Pernyataan dukungan itu disampaikan dalam pertemuan di Gedung DPD RI, Jakarta, saat Badan Pekerja Perwujudan Daerah Istimewa Riau (BPP DIR) bersama Lembaga Adat Melayu Riau (LAMR) bersilaturahmi dengan para legislator. Empat senator asal Riau, yakni Abdul Hamid, Sawitri, KH Mursyid, dan Arif, menyampaikan dukungan terbuka. Hal serupa disampaikan dua anggota DPR RI, Hendri Munif dan Syahidan.
Pada sore harinya, BPP DIR dan LAMR menggelar pertemuan lanjutan bersama masyarakat Riau di Jakarta. Masih bertempat di Gedung DPD RI, pertemuan itu sekaligus memperkenalkan naskah akademik DIR. Sejumlah organisasi seperti PMRI, PMRJ, Hipemari, Pascasarjana, TMN, hingga perwakilan masyarakat perorangan ikut menyuarakan dukungan.
Anggota DPR RI Hendri Munif menegaskan komitmennya untuk membentuk satuan tugas khusus lintas fraksi guna membahas perwujudan DIR lebih lanjut. Dalam acara tersebut, turut diperkenalkan salam khas DIR berupa dua jempol ke atas, yang digagas Sekjen DPD RI Komjen Pol M. Iqbal SIK MH bergelar Datuk Seri Jaya Perkasa Setia Negeri.
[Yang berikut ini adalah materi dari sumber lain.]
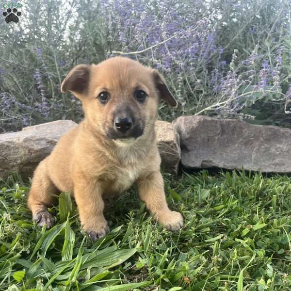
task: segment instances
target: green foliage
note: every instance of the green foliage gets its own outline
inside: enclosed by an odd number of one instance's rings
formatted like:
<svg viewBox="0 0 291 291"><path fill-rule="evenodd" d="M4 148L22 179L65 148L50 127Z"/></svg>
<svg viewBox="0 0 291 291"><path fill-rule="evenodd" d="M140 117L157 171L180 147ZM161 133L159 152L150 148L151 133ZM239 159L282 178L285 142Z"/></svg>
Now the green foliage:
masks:
<svg viewBox="0 0 291 291"><path fill-rule="evenodd" d="M47 231L31 222L25 184L2 182L0 290L291 289L291 178L206 171L164 178L182 229L159 226L134 189L107 207L112 230L94 243L69 195L50 210L57 223Z"/></svg>

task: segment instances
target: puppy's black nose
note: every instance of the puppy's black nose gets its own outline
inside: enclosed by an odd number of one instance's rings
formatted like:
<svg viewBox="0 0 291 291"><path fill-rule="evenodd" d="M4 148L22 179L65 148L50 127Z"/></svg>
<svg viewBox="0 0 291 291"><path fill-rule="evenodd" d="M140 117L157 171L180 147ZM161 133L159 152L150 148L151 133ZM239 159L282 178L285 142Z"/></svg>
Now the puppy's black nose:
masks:
<svg viewBox="0 0 291 291"><path fill-rule="evenodd" d="M125 132L132 127L132 119L129 117L117 117L114 121L114 125L117 130Z"/></svg>

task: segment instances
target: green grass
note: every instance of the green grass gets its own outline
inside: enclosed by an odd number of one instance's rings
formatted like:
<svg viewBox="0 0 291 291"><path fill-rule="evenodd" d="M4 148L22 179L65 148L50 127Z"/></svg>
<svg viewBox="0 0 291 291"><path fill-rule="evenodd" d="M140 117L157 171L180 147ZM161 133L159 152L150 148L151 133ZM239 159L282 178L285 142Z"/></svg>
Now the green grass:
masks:
<svg viewBox="0 0 291 291"><path fill-rule="evenodd" d="M55 226L46 231L31 221L27 185L2 182L0 290L291 290L291 178L164 177L182 230L157 225L134 189L108 207L112 230L94 244L65 194L50 210Z"/></svg>

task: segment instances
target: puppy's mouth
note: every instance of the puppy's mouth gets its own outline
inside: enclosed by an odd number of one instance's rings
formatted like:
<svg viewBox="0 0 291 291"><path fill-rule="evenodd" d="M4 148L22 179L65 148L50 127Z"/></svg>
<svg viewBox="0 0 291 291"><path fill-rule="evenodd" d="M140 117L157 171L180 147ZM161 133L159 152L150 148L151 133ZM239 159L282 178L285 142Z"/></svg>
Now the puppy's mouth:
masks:
<svg viewBox="0 0 291 291"><path fill-rule="evenodd" d="M112 128L107 130L107 137L119 142L131 144L144 134L144 129L140 126L135 126L130 130L122 132Z"/></svg>

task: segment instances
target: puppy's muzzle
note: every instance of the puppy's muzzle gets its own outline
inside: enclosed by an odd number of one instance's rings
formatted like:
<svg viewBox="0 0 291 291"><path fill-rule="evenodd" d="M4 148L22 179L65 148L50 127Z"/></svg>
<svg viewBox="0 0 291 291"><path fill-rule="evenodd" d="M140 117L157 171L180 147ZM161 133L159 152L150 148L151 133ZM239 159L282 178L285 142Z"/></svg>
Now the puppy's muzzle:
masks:
<svg viewBox="0 0 291 291"><path fill-rule="evenodd" d="M133 126L133 122L130 117L117 117L114 121L114 127L118 131L126 132Z"/></svg>

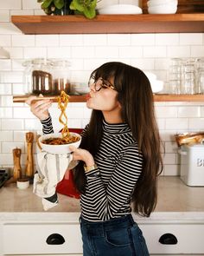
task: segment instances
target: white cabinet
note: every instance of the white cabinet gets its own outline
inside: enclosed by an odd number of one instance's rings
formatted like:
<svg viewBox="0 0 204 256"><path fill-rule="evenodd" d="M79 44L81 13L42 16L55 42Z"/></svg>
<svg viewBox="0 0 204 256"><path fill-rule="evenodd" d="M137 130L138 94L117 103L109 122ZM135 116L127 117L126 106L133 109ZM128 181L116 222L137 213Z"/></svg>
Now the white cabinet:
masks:
<svg viewBox="0 0 204 256"><path fill-rule="evenodd" d="M3 255L82 253L78 223L4 223Z"/></svg>
<svg viewBox="0 0 204 256"><path fill-rule="evenodd" d="M152 254L204 255L204 223L156 223L139 226Z"/></svg>

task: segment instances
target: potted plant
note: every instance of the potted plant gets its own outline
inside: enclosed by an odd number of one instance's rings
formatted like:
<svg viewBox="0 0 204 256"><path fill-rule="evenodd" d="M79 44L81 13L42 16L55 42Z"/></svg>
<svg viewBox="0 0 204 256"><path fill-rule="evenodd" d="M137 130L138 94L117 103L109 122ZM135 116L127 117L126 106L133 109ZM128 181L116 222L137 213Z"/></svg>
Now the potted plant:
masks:
<svg viewBox="0 0 204 256"><path fill-rule="evenodd" d="M97 0L37 0L48 15L83 14L87 18L96 16Z"/></svg>

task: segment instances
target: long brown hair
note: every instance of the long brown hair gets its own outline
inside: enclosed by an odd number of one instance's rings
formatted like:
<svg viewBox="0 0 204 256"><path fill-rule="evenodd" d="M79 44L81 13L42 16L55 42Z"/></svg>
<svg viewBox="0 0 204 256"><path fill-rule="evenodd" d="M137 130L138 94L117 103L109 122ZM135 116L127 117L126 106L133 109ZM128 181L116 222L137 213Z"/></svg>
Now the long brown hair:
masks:
<svg viewBox="0 0 204 256"><path fill-rule="evenodd" d="M143 155L143 171L131 196L133 208L138 214L150 216L156 204L157 176L163 169L160 136L150 81L139 69L118 62L103 64L92 75L96 79L114 79L114 87L118 93L118 100L122 106L122 118L130 126L132 136ZM102 122L102 112L93 109L80 145L93 157L101 141ZM83 162L78 165L74 173L75 185L83 194L86 181Z"/></svg>

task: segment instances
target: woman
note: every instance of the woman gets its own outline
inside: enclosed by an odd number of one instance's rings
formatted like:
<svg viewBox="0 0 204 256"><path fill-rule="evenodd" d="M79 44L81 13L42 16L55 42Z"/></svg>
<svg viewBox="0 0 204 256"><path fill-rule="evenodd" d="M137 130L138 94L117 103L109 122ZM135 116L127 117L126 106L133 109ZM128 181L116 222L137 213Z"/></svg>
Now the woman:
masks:
<svg viewBox="0 0 204 256"><path fill-rule="evenodd" d="M150 255L131 214L131 206L147 217L154 210L163 167L150 82L140 69L113 62L91 74L89 87L91 120L80 148L70 147L80 161L83 255ZM44 133L53 132L50 104L31 104Z"/></svg>

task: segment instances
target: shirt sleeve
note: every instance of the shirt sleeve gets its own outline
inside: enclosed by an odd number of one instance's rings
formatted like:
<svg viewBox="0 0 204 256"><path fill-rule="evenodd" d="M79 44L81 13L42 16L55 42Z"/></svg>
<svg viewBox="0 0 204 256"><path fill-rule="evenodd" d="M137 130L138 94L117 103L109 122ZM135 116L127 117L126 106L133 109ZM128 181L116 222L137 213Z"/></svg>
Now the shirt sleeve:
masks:
<svg viewBox="0 0 204 256"><path fill-rule="evenodd" d="M143 168L143 156L136 144L123 149L112 176L105 188L99 168L86 174L93 207L101 220L113 218L130 200Z"/></svg>
<svg viewBox="0 0 204 256"><path fill-rule="evenodd" d="M48 135L48 134L54 133L53 122L52 122L52 118L50 115L47 119L41 121L41 123L42 124L43 135Z"/></svg>

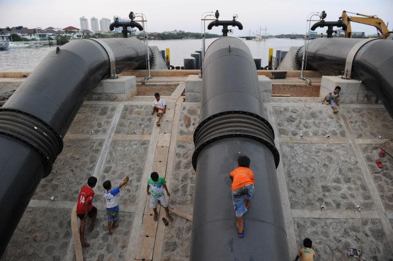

Ketua BPP DIR sekaligus Ketua Umum Dewan Pimpinan Harian LAMR, Datuk Seri Taufik Ikram Jamil, mengapresiasi dukungan para legislator. Ia menilai langkah itu menjadi semangat baru bagi perjuangan mewujudkan DIR.
“Kami bersyukur masyarakat Riau di Jakarta bangga dengan gagasan DIR. Alhamdulillah, naskah akademisnya juga dinilai cukup baik. Dalam kesempatan itu, LAMR juga membagikan buku Tunjuk Ajar Melayu dan Pancung Alas,” ujar Taufik.